Kubernetes pod deployment requiring restarts before working when image takes a long time pulling

I have a pod yml defined, something like

apiVersion: v1
kind: Pod
metadata:
  name: my-thing
spec:
  containers:
    - name: web
      image: some-image

No istio or injected containers. I then try to create this resource.

If the image takes a long(ish) time to pull, longer than 2 minutes. Then when describing the pod it says it successfully pulled the image, but then hangs for a while before saying the (meaningless to me) 'Error: context deadline exceeded', amusingly with no context on what 'context' is, and fails.

The pod then tries to repull which goes in a few seconds, then a hang and 'Error: context deadline exceeded' again. Eventually the pod fails due to 'failed to reserve container name', at which point after the restart it pulls the image in a few seconds and starts up.

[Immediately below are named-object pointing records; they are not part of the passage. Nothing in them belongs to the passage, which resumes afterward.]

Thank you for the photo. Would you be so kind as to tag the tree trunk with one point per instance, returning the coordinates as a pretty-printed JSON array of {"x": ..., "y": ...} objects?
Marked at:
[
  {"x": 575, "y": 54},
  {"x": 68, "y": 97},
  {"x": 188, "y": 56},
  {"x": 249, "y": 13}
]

If the image initially pulls in under 2 minutes, there is no problem. This happens with any image so long as it takes long enough to pull. My docker registry is gcr and my kubernetes provider is gke.

How can I find out what 'Error: context deadline exceeded' actually means? And in general what could be the problem here?


Solution 1:

I was running into this longstanding containerd issue https://github.com/containerd/containerd/issues/4604

The node itself wasn't complaining about disk pressure, but I did think the disk IO looked a bit high, after taking some steps to reduce disk IO the issue was resolved.